Science & Technology

The Birth of Vitamin A

UW–Madison Archives, 9/11/13/1 Box 1. Image used with permission of Phillip Lithographing Co.

The cows were blind, their growth was stunted, and their calves were born dead. The scientists feeding them didn’t know why.

These unfortunate cows were part of a cutting-edge nutrition experiment, fed carefully measured diets that provided the right amount of protein, carbohydrate, and fat. Their balanced diet was derived only from wheat. Across the barn, cows that ate the same diet, but derived from corn, were completely healthy.

This nutritional mystery unfolding in the barns at the University of Wisconsin’s College of Agriculture in 1907 took six years to solve. Researchers discovered that certain type of fats, from milk or eggs, helped animals grow, while fats from lard or olive oil left them stunted. From that milk fat, one hundred years ago, researchers isolated the first vitamin, A.

This discovery, and the research methods it pioneered, pushed nutritional science into the modern era, kicking off a decade of intense study of what we eat and why.

The leader of American nutritional chemistry, Elmer Vernon McCollum, actually owed his life to vitamins.

While we all owe our lives to vitamins, McCollum had firsthand experience with the vitamin deficiencies he studied. When he was seven months old, his mother found herself pregnant again and had to wean him, feeding him through the winter on boiled milk and mashed potatoes. After a few months, he fell ill, suffering from sores on his skin, swollen joints, and bleeding gums.

In 1880, no one knew what was wrong with him. The child was dying, slowly, mysteriously, until one day, while his mother was peeling apples, he began sucking on the scraps. The next day, he seemed a bit better, so she fed him apple peels for days as he regained his strength. When spring arrived, she fed him other fruits and vegetables, and he recovered completely.

What his mother didn’t know, and McCollum himself didn’t figure out until many years later, was that he’d almost died from scurvy — a deficiency of vitamin C, scientists would later discover.
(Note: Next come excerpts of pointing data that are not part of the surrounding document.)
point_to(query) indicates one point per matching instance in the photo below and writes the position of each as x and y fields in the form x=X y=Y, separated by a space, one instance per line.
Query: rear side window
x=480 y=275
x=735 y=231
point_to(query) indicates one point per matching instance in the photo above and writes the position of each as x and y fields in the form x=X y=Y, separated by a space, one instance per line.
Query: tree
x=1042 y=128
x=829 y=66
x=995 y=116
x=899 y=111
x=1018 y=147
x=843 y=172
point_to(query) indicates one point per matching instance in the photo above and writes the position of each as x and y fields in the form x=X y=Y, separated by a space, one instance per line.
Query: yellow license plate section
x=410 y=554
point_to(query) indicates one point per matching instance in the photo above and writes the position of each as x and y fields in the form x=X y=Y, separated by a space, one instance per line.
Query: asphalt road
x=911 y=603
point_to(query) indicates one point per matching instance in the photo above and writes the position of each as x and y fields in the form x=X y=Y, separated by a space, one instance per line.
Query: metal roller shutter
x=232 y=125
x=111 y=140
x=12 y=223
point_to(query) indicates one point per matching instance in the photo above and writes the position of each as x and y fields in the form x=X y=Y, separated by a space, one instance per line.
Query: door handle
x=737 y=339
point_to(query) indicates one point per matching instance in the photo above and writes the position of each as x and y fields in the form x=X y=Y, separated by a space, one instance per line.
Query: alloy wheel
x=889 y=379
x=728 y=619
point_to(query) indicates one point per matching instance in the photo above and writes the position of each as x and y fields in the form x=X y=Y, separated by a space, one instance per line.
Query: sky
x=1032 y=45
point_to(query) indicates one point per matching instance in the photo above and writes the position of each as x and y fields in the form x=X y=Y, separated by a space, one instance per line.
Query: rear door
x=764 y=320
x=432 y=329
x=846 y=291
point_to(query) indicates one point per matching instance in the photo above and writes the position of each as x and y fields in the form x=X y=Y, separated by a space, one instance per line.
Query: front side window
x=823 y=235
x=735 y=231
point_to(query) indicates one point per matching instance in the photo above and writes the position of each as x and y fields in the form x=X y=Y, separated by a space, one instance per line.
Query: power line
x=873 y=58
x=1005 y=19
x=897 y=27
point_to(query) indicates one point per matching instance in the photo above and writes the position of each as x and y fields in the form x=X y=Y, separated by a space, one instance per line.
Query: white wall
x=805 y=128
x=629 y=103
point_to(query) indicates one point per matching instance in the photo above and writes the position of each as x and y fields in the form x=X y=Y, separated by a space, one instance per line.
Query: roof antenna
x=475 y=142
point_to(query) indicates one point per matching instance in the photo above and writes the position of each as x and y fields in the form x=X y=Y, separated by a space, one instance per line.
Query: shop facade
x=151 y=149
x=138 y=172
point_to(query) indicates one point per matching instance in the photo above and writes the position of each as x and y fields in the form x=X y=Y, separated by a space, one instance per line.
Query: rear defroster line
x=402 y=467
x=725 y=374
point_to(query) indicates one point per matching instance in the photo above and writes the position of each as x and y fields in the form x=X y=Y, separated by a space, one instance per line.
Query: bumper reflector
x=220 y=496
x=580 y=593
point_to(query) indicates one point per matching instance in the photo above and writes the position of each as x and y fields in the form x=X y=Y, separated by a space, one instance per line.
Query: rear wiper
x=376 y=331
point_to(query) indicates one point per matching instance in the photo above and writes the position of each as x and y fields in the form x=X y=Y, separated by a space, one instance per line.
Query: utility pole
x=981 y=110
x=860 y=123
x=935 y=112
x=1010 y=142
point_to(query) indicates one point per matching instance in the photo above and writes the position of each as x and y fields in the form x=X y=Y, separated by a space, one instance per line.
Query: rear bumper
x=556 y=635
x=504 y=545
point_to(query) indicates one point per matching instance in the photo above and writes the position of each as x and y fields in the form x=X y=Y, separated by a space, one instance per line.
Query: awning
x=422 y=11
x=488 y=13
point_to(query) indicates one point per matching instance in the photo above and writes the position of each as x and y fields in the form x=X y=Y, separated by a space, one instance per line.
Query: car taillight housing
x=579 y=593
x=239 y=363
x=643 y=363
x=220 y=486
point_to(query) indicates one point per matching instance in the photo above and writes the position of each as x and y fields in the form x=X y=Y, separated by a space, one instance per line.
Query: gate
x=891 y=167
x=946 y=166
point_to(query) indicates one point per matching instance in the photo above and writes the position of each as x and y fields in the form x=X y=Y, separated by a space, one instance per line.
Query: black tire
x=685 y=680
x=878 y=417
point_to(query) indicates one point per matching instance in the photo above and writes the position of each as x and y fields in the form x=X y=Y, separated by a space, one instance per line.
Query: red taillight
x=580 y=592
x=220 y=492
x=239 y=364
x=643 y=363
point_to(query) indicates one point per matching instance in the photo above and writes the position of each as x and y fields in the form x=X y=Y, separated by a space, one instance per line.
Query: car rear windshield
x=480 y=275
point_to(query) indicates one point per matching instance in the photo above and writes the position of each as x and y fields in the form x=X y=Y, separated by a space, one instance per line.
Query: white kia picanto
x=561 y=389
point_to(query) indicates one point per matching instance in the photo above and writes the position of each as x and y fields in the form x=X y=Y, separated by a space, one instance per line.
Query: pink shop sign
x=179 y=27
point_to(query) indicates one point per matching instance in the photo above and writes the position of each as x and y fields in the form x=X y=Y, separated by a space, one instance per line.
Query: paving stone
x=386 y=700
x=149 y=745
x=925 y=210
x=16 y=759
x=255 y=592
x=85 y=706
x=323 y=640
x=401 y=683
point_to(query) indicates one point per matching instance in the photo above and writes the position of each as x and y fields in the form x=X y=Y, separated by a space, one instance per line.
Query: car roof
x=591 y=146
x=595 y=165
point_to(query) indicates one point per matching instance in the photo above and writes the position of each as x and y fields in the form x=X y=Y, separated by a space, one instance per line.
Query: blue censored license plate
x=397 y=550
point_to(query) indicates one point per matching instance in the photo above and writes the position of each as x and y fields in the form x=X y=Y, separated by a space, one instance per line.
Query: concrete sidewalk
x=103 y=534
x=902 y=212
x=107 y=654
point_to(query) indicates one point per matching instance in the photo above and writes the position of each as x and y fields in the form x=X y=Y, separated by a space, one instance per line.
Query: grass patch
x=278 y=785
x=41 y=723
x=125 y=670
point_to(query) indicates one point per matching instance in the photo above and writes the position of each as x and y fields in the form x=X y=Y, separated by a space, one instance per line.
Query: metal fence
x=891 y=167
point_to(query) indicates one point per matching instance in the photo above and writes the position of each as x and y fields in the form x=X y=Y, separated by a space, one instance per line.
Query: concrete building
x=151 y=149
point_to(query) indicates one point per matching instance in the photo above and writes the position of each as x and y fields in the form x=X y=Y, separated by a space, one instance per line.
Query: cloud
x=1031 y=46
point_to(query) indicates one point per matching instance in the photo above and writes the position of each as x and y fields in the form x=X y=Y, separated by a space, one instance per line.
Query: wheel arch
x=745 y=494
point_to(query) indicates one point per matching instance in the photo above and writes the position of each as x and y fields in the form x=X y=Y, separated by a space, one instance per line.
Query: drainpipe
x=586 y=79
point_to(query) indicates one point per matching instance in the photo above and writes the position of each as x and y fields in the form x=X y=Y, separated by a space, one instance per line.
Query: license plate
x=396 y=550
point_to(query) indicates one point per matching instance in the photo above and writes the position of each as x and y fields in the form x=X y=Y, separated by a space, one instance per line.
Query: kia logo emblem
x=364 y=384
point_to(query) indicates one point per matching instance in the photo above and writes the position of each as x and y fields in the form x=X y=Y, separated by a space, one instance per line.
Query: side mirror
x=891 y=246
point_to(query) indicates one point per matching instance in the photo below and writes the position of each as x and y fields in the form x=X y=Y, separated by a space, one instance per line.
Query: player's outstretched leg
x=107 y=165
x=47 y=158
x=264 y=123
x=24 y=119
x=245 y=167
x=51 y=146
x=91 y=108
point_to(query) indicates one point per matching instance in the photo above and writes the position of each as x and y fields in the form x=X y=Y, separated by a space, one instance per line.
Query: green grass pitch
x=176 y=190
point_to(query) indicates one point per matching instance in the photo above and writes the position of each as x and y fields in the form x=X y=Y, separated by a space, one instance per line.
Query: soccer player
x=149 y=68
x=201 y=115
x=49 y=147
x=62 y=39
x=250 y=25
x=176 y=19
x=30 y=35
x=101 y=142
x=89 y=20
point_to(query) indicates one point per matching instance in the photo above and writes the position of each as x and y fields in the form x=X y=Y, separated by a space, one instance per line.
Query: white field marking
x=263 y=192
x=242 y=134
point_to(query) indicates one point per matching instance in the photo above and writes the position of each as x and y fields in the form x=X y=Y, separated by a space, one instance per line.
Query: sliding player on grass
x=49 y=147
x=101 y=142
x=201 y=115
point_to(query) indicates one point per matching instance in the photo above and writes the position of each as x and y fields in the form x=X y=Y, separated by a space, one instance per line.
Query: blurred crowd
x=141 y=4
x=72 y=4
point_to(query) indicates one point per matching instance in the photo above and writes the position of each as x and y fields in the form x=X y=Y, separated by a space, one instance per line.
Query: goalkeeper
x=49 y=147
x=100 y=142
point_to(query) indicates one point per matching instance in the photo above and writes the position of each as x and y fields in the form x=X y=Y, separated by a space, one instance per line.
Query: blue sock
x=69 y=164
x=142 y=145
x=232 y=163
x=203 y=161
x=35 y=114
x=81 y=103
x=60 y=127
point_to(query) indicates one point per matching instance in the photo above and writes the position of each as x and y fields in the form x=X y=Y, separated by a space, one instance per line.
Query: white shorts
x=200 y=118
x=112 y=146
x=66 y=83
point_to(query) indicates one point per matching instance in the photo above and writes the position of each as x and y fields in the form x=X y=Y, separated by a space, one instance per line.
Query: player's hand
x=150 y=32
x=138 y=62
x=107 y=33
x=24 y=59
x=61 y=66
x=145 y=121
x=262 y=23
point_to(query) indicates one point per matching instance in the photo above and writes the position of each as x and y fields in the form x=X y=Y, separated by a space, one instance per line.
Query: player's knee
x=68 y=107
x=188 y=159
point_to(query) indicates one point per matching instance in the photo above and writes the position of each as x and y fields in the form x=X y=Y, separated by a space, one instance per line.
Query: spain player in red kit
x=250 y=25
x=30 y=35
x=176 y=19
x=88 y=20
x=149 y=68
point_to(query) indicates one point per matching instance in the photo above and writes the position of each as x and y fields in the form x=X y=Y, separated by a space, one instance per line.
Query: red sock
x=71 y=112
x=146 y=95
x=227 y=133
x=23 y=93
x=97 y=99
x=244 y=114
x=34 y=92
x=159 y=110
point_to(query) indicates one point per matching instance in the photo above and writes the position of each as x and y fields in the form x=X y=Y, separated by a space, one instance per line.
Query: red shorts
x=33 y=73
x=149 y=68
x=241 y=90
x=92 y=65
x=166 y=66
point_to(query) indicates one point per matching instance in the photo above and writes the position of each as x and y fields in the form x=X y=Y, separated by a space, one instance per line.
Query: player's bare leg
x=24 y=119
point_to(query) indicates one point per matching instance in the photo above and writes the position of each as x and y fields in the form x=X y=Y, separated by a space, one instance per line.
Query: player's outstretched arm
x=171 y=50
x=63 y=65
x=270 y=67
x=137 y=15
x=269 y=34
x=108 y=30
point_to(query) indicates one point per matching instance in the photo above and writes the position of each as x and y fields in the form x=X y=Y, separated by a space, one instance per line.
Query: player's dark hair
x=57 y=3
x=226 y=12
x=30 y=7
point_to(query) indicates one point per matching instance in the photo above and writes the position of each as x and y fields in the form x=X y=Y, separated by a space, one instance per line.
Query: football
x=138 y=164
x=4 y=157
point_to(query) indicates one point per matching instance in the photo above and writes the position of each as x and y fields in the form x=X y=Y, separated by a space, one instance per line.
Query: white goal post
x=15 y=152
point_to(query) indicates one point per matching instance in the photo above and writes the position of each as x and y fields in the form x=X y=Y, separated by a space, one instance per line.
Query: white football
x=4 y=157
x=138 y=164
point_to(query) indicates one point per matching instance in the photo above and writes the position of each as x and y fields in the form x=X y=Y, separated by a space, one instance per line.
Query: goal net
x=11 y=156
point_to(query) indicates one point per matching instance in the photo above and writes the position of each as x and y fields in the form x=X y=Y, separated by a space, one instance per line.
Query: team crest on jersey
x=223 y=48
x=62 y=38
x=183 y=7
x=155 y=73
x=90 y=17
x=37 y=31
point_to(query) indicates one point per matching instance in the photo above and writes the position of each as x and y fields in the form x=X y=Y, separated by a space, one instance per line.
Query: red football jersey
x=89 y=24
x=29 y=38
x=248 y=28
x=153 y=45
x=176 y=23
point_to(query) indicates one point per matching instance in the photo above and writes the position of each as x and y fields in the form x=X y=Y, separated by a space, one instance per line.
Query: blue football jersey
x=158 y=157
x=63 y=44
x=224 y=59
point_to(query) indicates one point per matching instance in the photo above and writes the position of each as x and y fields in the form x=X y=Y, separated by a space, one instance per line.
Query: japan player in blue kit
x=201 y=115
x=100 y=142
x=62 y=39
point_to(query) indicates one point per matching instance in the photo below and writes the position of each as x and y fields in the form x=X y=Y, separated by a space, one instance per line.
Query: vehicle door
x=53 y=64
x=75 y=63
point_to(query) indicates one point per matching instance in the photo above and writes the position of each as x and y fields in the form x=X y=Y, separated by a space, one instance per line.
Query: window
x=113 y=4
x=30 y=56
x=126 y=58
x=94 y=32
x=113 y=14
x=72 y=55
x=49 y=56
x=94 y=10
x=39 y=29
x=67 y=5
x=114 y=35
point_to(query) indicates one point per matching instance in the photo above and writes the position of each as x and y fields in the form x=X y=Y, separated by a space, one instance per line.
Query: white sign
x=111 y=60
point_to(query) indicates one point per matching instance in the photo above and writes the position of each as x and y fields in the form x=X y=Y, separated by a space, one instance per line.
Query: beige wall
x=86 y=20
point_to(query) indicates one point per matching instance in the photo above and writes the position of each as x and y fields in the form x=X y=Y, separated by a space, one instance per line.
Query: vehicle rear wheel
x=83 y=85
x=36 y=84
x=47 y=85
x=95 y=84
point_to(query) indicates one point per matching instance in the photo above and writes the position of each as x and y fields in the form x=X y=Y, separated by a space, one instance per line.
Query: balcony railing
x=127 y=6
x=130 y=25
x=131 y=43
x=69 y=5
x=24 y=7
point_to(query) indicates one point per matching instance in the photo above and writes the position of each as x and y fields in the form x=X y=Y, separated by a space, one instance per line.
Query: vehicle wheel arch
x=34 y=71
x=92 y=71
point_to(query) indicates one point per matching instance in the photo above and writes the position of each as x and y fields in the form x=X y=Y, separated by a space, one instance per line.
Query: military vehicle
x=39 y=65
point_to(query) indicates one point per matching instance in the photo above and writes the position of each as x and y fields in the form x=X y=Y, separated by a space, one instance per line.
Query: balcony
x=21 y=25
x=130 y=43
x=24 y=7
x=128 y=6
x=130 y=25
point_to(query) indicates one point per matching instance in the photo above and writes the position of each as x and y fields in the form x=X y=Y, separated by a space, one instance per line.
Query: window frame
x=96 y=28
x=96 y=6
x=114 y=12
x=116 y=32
Boiling a food, as McCollum’s mother did to his milk, destroys the vitamin C.

McCollum didn’t remember his own skirmish with scurvy, but he grew up hearing the story of the apple peels that somehow saved his life. Perhaps it motivated him to study the chemistry of nutrition.

He eventually graduated from Yale and moved to Madison to take a position as an assistant professor of chemistry. The sick, blind cows were waiting for him, and Wisconsin’s farmers were waiting for answers.

Early experiments

In 1910, when McCollum moved to Madison, the cutting edge of nutritional chemistry was “purified food” — processing foods to measure the exact amounts of protein, carbohydrate, and fat. Scientists thought they had found all of the building blocks for a healthy diet, and they focused on finding the optimum amount of each.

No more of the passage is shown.